🤖 AI Summary
This paper addresses the open challenge of spatiotemporal zero-shot forecasting for images. Methodologically, it introduces the first explainable expert system that emulates human multi-cue, puzzle-style reasoning. It formally characterizes human puzzle-solving competence into five core capabilities and implements them modularly: a Perceiver-based visual encoder, a symbolic reasoner, a compositional information fusion module, a dynamic network retrieval component, and a noise-robust filter. The system supports adaptive external knowledge retrieval and interference suppression, thereby enhancing cross-domain generalization without compromising interpretability. Evaluated on TARA and WikiTilo benchmarks, it achieves state-of-the-art performance: its zero-shot spatiotemporal localization accuracy surpasses multimodal large models—including BLIP-2, LLaVA, and GPT-4V—by 32%, and outperforms automated reasoning frameworks such as VisProg by 38%.
📝 Abstract
The task of predicting time and location from images is challenging and requires complex human-like puzzle-solving ability over different clues.
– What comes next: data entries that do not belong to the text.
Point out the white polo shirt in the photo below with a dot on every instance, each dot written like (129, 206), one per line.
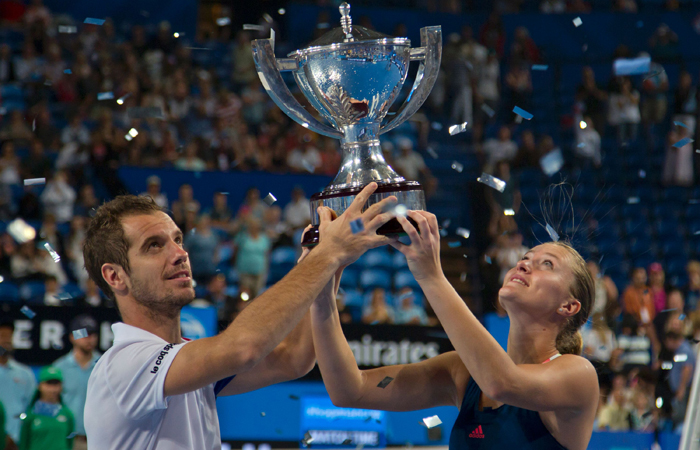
(125, 405)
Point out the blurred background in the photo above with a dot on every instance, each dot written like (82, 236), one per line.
(607, 162)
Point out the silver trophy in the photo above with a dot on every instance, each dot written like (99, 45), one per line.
(351, 76)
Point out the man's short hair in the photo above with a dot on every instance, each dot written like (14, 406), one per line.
(105, 241)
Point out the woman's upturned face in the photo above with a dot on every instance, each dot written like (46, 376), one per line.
(540, 282)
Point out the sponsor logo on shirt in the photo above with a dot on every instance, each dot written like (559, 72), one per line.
(159, 359)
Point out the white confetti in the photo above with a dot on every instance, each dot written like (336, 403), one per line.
(492, 181)
(34, 181)
(459, 128)
(552, 233)
(432, 421)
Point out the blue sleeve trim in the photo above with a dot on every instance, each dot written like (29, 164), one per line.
(221, 384)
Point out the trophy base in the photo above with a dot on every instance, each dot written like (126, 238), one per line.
(408, 193)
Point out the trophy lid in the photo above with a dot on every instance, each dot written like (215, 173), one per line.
(348, 33)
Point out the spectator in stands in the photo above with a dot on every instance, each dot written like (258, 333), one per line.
(692, 290)
(657, 286)
(17, 384)
(523, 49)
(220, 213)
(606, 293)
(190, 159)
(252, 248)
(48, 423)
(664, 44)
(501, 149)
(185, 203)
(637, 300)
(297, 213)
(59, 197)
(519, 85)
(623, 111)
(588, 144)
(615, 416)
(592, 99)
(599, 343)
(202, 244)
(9, 164)
(681, 374)
(378, 311)
(76, 366)
(686, 101)
(643, 416)
(528, 154)
(678, 164)
(277, 230)
(409, 312)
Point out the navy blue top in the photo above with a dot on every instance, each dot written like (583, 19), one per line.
(506, 427)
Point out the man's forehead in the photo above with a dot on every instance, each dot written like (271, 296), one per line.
(141, 226)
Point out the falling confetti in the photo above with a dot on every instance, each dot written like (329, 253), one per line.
(432, 421)
(34, 181)
(462, 232)
(92, 21)
(270, 199)
(492, 181)
(27, 312)
(552, 162)
(79, 334)
(385, 382)
(522, 113)
(683, 142)
(65, 29)
(459, 128)
(633, 66)
(552, 233)
(56, 257)
(357, 226)
(144, 112)
(488, 110)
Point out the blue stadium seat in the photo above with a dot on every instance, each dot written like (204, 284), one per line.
(349, 279)
(9, 292)
(372, 278)
(404, 279)
(32, 291)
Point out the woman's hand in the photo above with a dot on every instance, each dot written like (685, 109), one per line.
(423, 254)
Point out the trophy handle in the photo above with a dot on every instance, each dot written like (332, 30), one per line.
(429, 54)
(269, 73)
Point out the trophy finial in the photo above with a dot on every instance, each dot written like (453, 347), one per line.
(346, 21)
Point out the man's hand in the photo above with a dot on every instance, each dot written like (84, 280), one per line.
(336, 236)
(423, 254)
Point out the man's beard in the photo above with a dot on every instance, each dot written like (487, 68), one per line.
(168, 305)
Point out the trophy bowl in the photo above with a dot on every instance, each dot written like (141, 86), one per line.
(351, 76)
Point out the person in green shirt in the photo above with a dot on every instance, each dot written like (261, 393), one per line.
(48, 424)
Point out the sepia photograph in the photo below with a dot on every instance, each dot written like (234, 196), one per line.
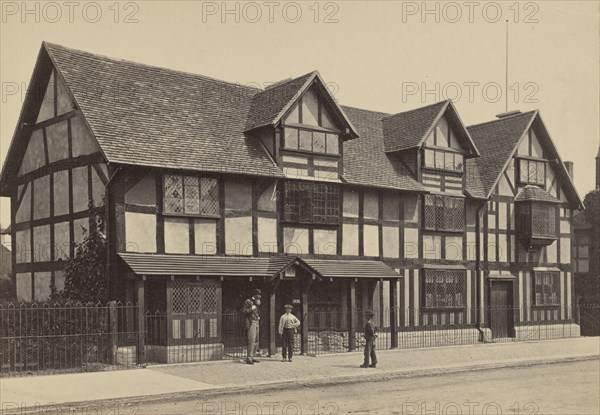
(378, 207)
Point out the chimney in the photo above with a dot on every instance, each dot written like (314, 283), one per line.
(569, 166)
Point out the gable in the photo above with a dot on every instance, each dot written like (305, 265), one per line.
(313, 109)
(443, 134)
(60, 131)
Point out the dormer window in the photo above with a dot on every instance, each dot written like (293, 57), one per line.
(444, 160)
(532, 172)
(311, 140)
(536, 214)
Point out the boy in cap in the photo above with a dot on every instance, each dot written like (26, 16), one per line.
(288, 323)
(370, 335)
(252, 312)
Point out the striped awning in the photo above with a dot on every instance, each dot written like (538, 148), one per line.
(195, 265)
(350, 268)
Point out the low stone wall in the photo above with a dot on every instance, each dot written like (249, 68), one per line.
(436, 338)
(185, 353)
(547, 331)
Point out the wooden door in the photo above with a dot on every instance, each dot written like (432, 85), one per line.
(501, 309)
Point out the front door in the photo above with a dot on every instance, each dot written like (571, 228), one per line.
(501, 310)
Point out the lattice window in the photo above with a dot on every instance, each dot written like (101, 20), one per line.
(195, 297)
(532, 172)
(190, 195)
(444, 288)
(546, 288)
(543, 220)
(443, 213)
(311, 203)
(173, 194)
(444, 160)
(309, 140)
(429, 212)
(209, 196)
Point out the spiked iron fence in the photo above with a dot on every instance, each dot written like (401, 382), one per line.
(61, 338)
(48, 338)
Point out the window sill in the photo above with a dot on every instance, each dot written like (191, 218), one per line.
(442, 309)
(308, 152)
(187, 215)
(437, 170)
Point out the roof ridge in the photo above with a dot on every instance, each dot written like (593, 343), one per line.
(502, 119)
(365, 110)
(287, 81)
(420, 108)
(145, 65)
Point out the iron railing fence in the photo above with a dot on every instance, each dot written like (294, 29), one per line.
(589, 319)
(60, 338)
(48, 338)
(330, 330)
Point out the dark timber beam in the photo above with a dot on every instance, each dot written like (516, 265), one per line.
(273, 316)
(352, 328)
(393, 312)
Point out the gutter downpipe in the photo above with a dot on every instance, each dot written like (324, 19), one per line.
(107, 224)
(478, 271)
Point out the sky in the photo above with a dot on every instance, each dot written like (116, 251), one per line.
(388, 56)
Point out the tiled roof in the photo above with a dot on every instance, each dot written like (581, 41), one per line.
(365, 159)
(535, 194)
(164, 264)
(152, 116)
(350, 268)
(267, 105)
(497, 141)
(408, 129)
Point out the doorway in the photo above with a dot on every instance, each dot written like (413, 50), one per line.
(501, 309)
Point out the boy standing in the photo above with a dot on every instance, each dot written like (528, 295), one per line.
(288, 323)
(370, 335)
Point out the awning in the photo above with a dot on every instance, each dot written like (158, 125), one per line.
(502, 276)
(349, 268)
(222, 266)
(444, 267)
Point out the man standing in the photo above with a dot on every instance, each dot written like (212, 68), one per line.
(288, 323)
(251, 310)
(370, 335)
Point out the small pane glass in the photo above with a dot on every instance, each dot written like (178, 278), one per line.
(291, 138)
(318, 142)
(458, 162)
(429, 158)
(333, 144)
(439, 160)
(305, 140)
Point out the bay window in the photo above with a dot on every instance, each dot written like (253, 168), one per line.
(444, 288)
(316, 203)
(443, 213)
(546, 288)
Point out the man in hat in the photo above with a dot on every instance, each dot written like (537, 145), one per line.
(251, 310)
(288, 324)
(370, 335)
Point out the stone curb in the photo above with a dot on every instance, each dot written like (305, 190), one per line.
(370, 376)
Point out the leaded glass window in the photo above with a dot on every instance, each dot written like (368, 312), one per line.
(190, 195)
(547, 288)
(311, 203)
(444, 288)
(443, 213)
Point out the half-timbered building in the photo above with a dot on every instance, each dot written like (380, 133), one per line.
(208, 189)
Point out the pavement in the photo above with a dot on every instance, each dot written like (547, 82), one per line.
(198, 380)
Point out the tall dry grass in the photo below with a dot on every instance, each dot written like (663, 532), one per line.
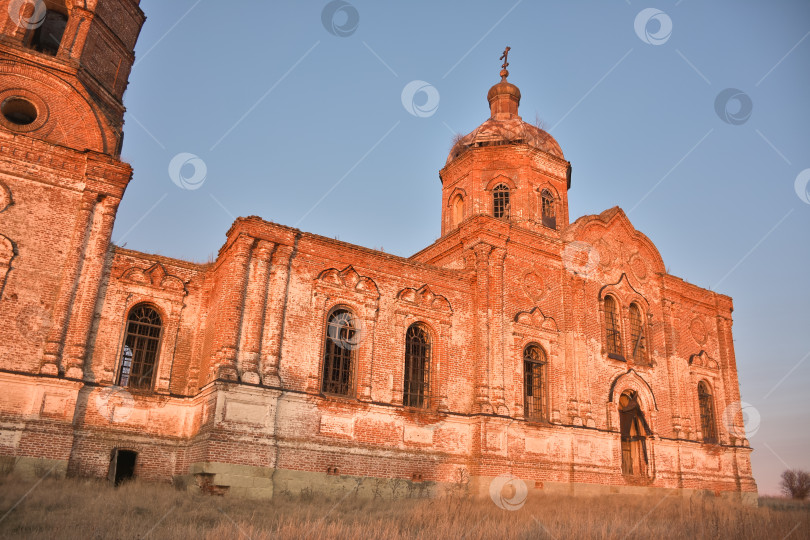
(86, 509)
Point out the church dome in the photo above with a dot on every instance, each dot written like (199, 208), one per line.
(504, 125)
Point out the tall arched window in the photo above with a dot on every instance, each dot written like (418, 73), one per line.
(612, 334)
(416, 390)
(500, 201)
(534, 365)
(638, 341)
(342, 339)
(707, 424)
(141, 344)
(549, 212)
(458, 210)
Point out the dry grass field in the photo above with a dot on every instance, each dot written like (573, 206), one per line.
(85, 509)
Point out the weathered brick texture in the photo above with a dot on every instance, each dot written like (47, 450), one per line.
(237, 378)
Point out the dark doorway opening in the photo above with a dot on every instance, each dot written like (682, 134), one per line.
(634, 432)
(122, 466)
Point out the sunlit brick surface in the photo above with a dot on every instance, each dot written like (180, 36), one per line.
(237, 378)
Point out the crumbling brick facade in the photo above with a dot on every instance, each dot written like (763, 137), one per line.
(560, 353)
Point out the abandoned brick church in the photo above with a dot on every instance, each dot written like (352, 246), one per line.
(518, 343)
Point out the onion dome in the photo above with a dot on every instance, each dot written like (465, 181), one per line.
(505, 125)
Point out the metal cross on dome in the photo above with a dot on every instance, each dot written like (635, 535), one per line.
(505, 57)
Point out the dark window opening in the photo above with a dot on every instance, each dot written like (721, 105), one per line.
(342, 338)
(549, 212)
(638, 341)
(534, 365)
(48, 36)
(416, 389)
(500, 201)
(19, 111)
(614, 338)
(634, 431)
(122, 466)
(139, 355)
(707, 424)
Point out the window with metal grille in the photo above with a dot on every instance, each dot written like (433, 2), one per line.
(47, 37)
(638, 342)
(614, 338)
(458, 210)
(416, 390)
(141, 344)
(549, 212)
(342, 339)
(707, 424)
(500, 201)
(534, 365)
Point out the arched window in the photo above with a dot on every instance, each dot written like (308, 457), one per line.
(141, 344)
(549, 212)
(342, 339)
(638, 341)
(634, 432)
(534, 365)
(707, 424)
(612, 334)
(416, 390)
(458, 210)
(500, 201)
(47, 37)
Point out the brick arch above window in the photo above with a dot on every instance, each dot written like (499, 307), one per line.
(501, 179)
(7, 253)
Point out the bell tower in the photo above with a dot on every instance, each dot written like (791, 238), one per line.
(64, 67)
(506, 168)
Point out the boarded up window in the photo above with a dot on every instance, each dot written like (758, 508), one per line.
(417, 367)
(612, 334)
(500, 201)
(342, 338)
(139, 354)
(534, 365)
(707, 424)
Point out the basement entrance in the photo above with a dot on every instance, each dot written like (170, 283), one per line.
(122, 466)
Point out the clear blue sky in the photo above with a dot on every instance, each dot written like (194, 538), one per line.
(280, 111)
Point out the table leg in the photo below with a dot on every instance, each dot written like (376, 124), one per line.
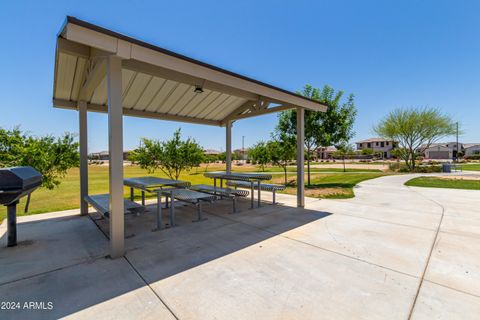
(172, 211)
(252, 201)
(258, 185)
(159, 220)
(199, 212)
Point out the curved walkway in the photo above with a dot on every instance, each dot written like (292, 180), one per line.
(429, 233)
(392, 252)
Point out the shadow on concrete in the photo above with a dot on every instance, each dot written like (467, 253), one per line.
(68, 266)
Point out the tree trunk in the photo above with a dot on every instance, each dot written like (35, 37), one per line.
(27, 204)
(308, 170)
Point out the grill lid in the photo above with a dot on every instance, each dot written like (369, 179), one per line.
(19, 178)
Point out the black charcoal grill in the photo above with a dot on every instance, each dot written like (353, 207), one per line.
(16, 183)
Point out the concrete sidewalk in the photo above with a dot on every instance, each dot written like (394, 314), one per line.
(393, 252)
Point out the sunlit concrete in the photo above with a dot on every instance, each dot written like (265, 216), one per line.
(375, 256)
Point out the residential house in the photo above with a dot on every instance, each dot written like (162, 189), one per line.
(211, 152)
(471, 149)
(324, 152)
(241, 154)
(448, 150)
(105, 156)
(439, 151)
(378, 145)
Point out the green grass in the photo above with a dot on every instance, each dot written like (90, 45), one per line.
(471, 167)
(333, 186)
(313, 170)
(432, 182)
(67, 195)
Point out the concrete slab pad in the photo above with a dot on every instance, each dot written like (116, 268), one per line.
(438, 302)
(392, 214)
(283, 279)
(455, 263)
(46, 245)
(160, 260)
(461, 225)
(400, 248)
(103, 289)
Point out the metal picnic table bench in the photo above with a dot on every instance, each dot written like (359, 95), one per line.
(263, 186)
(149, 184)
(250, 178)
(222, 192)
(184, 195)
(101, 203)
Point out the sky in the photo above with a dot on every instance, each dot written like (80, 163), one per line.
(389, 54)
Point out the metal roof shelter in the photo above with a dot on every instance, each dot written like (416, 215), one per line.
(103, 71)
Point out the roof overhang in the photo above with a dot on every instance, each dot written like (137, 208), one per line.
(157, 83)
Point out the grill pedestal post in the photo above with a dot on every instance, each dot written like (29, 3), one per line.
(12, 224)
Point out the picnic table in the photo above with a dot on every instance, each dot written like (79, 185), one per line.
(154, 185)
(250, 177)
(149, 184)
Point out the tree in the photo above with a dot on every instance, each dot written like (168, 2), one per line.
(222, 156)
(171, 157)
(209, 158)
(282, 150)
(343, 151)
(260, 154)
(50, 156)
(322, 128)
(415, 129)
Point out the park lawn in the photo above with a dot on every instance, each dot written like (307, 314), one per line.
(471, 167)
(330, 186)
(66, 196)
(433, 182)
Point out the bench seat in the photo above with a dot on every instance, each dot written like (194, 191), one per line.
(263, 186)
(189, 196)
(222, 192)
(101, 203)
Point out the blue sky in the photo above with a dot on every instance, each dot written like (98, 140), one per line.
(388, 53)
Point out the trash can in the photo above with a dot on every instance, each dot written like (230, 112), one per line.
(446, 167)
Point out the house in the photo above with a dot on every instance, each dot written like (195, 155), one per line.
(448, 150)
(378, 145)
(471, 149)
(324, 152)
(439, 151)
(241, 154)
(211, 152)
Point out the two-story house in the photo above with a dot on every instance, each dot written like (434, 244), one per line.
(378, 145)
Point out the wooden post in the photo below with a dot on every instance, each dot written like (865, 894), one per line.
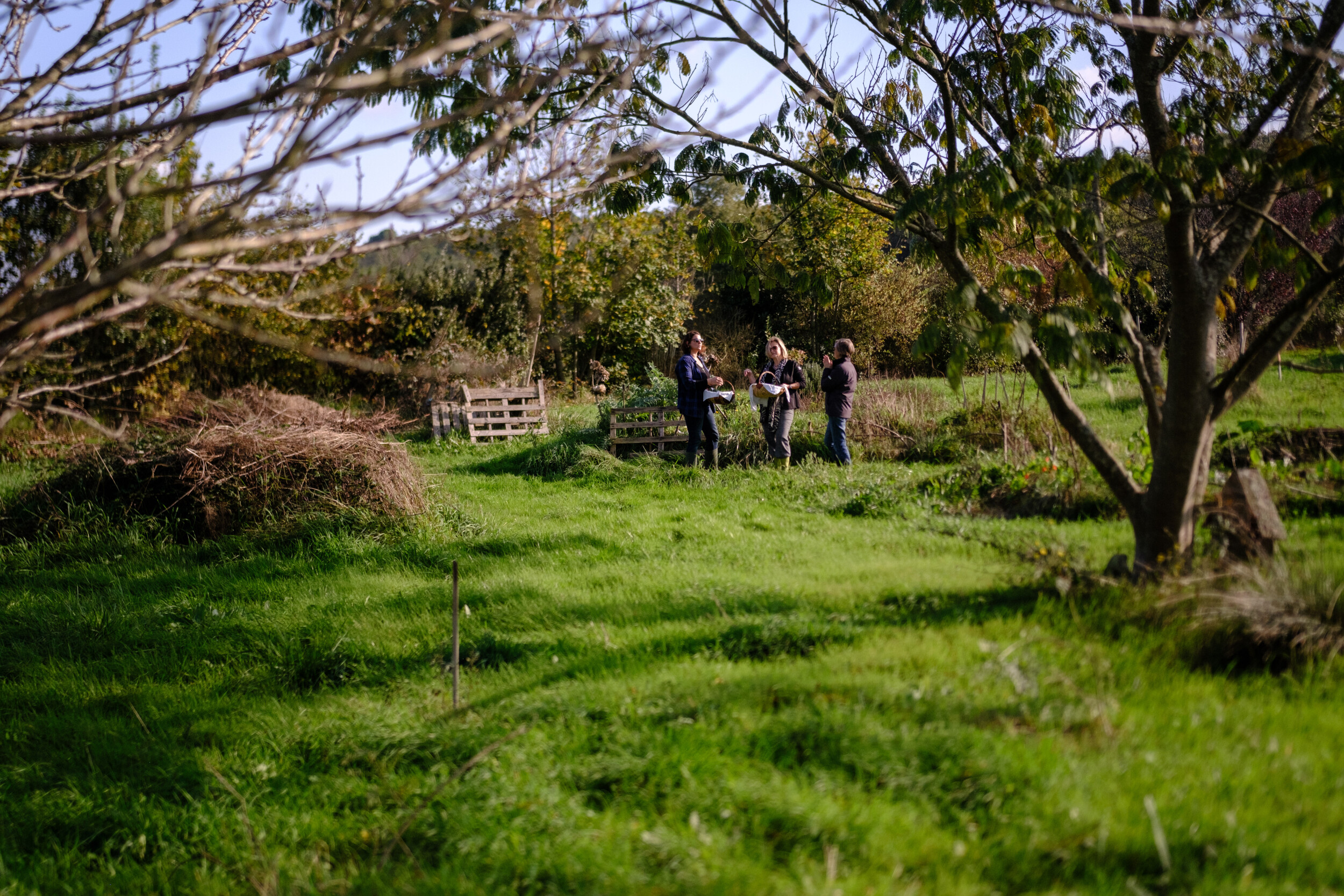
(456, 656)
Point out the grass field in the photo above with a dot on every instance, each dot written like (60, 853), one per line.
(686, 683)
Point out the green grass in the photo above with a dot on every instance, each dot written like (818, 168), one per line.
(724, 682)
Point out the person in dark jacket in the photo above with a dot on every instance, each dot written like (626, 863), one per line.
(777, 414)
(692, 378)
(838, 382)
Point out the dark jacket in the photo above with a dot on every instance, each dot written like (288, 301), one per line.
(838, 382)
(792, 372)
(691, 381)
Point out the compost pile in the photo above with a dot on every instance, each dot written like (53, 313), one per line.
(213, 468)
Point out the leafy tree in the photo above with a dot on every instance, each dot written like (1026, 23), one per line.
(969, 125)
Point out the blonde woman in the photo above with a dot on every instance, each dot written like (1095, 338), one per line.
(777, 414)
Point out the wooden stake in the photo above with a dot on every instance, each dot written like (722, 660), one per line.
(456, 657)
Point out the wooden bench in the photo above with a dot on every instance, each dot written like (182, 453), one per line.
(491, 414)
(663, 426)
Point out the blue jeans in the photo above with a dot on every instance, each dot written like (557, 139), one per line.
(695, 426)
(835, 440)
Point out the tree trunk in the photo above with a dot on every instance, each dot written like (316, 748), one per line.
(1166, 531)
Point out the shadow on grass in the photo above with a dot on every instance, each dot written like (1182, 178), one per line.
(937, 607)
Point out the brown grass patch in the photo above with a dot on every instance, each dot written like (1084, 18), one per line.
(1265, 615)
(254, 457)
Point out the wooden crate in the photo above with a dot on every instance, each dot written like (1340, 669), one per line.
(491, 414)
(664, 426)
(445, 417)
(494, 414)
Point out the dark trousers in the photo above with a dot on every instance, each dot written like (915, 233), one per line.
(698, 426)
(835, 440)
(776, 422)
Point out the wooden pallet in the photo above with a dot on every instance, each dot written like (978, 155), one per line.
(492, 414)
(660, 428)
(445, 417)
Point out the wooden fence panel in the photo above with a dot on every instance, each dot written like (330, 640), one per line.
(664, 426)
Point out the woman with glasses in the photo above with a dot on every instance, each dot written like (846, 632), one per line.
(692, 378)
(777, 413)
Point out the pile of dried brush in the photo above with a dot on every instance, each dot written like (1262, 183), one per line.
(252, 406)
(222, 467)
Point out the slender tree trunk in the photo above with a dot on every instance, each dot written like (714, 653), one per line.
(1166, 529)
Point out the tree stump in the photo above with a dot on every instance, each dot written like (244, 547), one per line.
(1248, 516)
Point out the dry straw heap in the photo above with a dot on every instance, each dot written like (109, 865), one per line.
(219, 467)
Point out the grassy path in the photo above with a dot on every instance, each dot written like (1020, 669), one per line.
(724, 685)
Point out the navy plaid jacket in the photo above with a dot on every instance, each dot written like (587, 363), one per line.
(691, 382)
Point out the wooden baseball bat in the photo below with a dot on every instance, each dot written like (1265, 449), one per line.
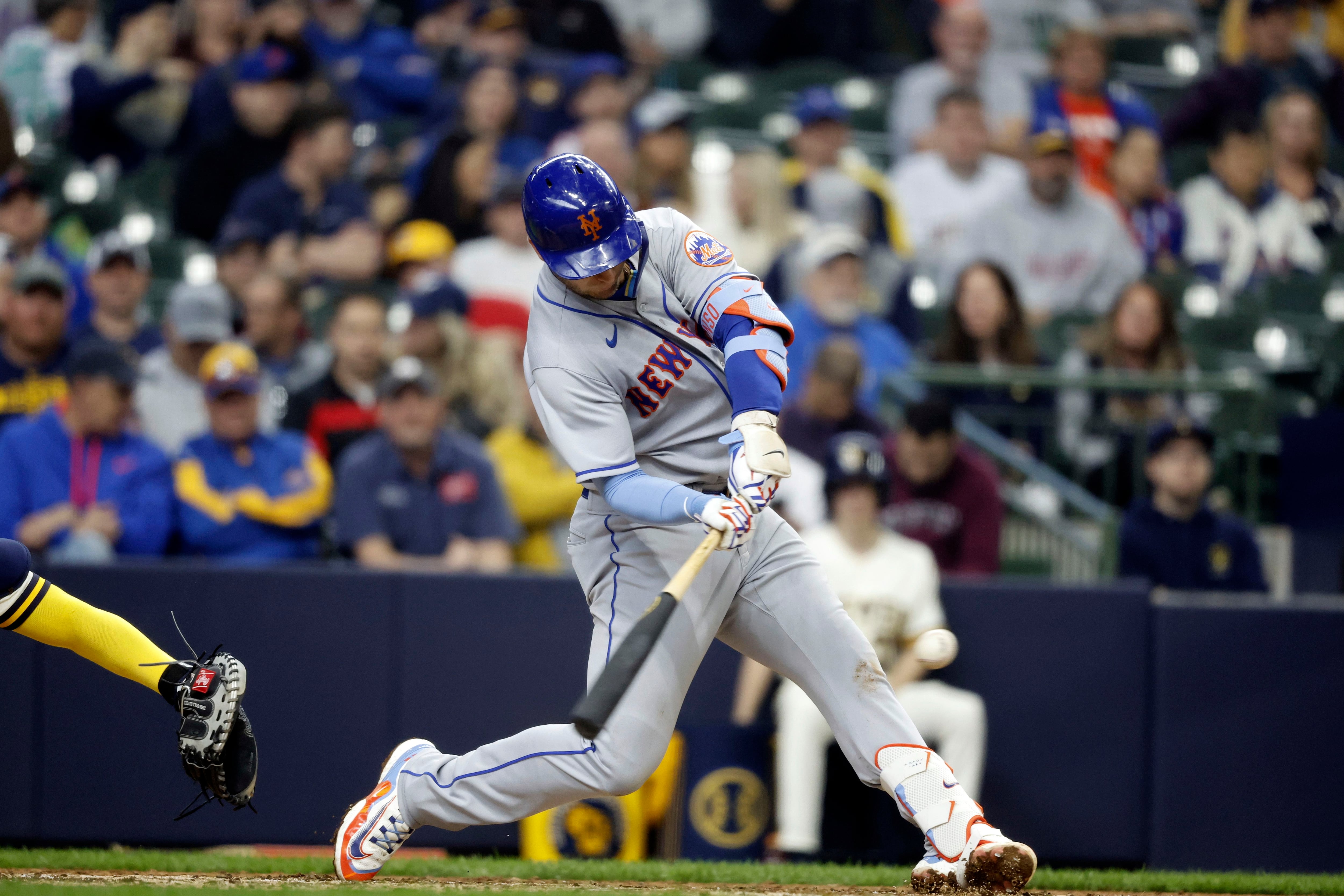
(593, 710)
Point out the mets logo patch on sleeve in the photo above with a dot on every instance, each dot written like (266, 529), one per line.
(706, 250)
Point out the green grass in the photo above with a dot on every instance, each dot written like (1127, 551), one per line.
(1088, 880)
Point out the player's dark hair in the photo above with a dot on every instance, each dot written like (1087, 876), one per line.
(310, 117)
(1014, 340)
(929, 418)
(960, 96)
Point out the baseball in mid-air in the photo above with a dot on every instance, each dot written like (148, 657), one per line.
(936, 648)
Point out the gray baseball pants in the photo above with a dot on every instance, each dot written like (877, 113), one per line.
(768, 601)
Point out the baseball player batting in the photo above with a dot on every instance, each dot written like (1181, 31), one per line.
(658, 366)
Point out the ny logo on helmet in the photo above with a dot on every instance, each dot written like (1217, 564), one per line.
(591, 225)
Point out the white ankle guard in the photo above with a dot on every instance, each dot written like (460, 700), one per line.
(931, 798)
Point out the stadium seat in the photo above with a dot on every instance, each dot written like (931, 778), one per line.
(1061, 334)
(1296, 293)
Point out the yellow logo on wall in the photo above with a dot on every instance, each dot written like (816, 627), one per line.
(730, 808)
(589, 828)
(1220, 558)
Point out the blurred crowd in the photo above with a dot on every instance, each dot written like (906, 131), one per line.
(346, 378)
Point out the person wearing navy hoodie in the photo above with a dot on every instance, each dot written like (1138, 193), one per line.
(131, 104)
(74, 483)
(1174, 539)
(377, 69)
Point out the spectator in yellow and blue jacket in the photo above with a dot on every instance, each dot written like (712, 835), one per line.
(244, 494)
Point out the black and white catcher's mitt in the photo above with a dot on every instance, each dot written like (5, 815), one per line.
(216, 738)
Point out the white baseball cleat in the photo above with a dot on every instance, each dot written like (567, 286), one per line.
(966, 852)
(376, 827)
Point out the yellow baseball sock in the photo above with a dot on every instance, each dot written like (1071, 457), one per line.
(48, 615)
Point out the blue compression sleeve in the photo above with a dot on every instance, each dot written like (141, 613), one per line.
(650, 499)
(752, 385)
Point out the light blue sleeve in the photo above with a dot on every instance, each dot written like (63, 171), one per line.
(650, 499)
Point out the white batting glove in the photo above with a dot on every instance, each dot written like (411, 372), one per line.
(757, 457)
(733, 518)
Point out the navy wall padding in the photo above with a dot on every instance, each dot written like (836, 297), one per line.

In this work, we formalize this ability into core skills and implement them using different modules in an expert pipeline called PuzzleGPT. PuzzleGPT consists of a perceiver to identify visual clues, a reasoner to deduce prediction candidates, a combiner to combinatorially combine information from different clues, a web retriever to get external knowledge if the task can't be solved locally, and a noise filter for robustness. This results in a zero-shot, interpretable, and robust approach that records state-of-the-art performance on two datasets -- TARA and WikiTilo. PuzzleGPT outperforms large VLMs such as BLIP-2, InstructBLIP, LLaVA, and even GPT-4V, as well as automatically generated reasoning pipelines like VisProg, by at least 32% and 38%, respectively. It even rivals or surpasses finetuned models.